01 -
Mix flour, margarine, and 13 g sugar in a bowl until a crumbly texture forms. Press the mixture evenly into a greased 23 x 33 cm baking pan to create a uniform base.
02 -
Bake the base at 175°C for 10 minutes until set but not browned. Allow the crust to cool before proceeding.
03 -
Submerge chopped rhubarb in boiling water and let stand for 10 minutes to soften. Drain thoroughly to remove excess moisture.
04 -
Distribute the drained rhubarb evenly over the cooled base for consistent flavor and texture.
05 -
In a separate bowl, whisk egg yolks, 400 g sugar, and a pinch of salt until frothy. Gradually add milk and flour, blending until smooth and lump-free.
06 -
Pour the filling evenly over the rhubarb layer.

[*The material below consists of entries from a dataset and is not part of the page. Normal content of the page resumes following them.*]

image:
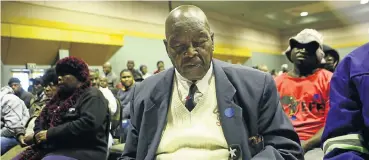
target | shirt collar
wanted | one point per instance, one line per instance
(202, 85)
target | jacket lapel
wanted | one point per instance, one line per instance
(231, 115)
(156, 115)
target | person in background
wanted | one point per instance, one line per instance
(284, 69)
(263, 68)
(15, 84)
(95, 82)
(110, 75)
(124, 95)
(75, 123)
(332, 58)
(145, 74)
(103, 82)
(304, 91)
(203, 108)
(36, 88)
(136, 74)
(14, 116)
(346, 133)
(160, 67)
(273, 73)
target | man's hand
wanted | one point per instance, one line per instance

Bake at 175°C for 40 minutes until the filling is set and firm in the center.
07 -
Beat egg whites with cream of tartar until stiff peaks form. Gradually add 100 g sugar while beating until the meringue is glossy and holds sharp peaks.
08 -
Spread the prepared meringue evenly over the baked filling, creating decorative peaks. Return to the oven and bake for 10 minutes at 175°C until golden brown.
09 -
If desired, sprinkle shredded coconut over the meringue before the final bake to enhance flavor and reduce surface moisture.
10 -
Allow the dessert to cool completely in the pan for stable slicing. Once set, cut into squares and serve.